Originally Posted by
professorscott
Charter schools are a bit like a suntan. A suntan is a reaction of your body to an injury, and while some may think it looks nice, it is actually potentially harmful.
Charter schools exist for the most part in places where the public schools are, by any objective measure you'd like to use, miserably failing. So, if you like, they are a reaction to school management's injury to children. And while some may think they are better, they are certainly not all better, and some are worse.
I have always felt the problem is the captive-audience system of determining where you go to school simply by where you live. It would be like saying, OK there's a Target store over here and a Wal Mart over there, but if you live closer to Target you can only shop at Target, and if you live closer to Wal Mart you can only shop at Wal Mart.
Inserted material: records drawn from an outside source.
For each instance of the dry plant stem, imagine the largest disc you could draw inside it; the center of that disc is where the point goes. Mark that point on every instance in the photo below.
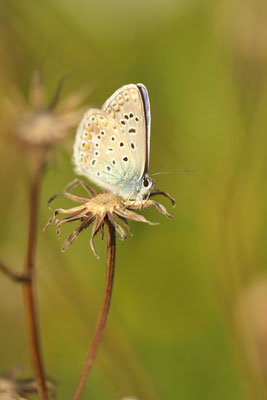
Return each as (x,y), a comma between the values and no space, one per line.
(29,285)
(110,268)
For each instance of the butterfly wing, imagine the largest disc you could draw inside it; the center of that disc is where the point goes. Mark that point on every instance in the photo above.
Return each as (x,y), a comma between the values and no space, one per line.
(129,108)
(102,153)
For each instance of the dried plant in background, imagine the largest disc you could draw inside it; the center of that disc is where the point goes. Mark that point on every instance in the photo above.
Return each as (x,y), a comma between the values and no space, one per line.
(105,210)
(12,387)
(37,127)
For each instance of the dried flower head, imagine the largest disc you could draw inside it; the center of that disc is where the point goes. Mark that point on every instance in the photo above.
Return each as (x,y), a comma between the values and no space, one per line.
(100,207)
(40,124)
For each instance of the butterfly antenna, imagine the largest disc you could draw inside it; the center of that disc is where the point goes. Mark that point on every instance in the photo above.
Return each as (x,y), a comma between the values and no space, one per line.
(173,172)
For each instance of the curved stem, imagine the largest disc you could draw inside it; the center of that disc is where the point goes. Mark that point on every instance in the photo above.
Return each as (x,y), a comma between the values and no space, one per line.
(29,285)
(102,318)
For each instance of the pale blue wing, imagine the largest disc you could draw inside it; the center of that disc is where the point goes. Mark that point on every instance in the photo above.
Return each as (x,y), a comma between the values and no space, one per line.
(129,107)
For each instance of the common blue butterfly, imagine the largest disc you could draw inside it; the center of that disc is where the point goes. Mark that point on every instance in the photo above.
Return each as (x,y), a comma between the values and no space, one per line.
(111,148)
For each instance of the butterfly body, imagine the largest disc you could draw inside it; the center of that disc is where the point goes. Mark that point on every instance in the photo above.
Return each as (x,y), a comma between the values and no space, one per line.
(112,144)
And there are legal penalties if you fake your address so you can shop at the store you like better.
The main difference between real life and my lame analogy is that it is actually critically important to a child's future what kind of education he or she gets, whereas the decision as to which discount store to patronize is a pretty insignificant choice.
A better solution would be the open market to the public schools solution. Every school district must accept students from any other district, subject only to available classroom space. Districts are only responsible for transportation [[if they choose to provide it at all) within their own boundaries; parents are responsible, if coming from another district, to get their children to a bus stop within their district of choice. State funds follow the students.
But the chance of the state even proposing such a thing, in the face of a large, entrenched bureacracy well-served by the existing idiotic situation, is pretty close to zero.
By the way, yes, this absolutely means some schools will fail, and close. And they should. If they aren't providing an education to the point that parents are willing to incur inconvenience and expense to send their children elsewhere, the people in charge of such schools don't deserve to have their phony-baloney jobs.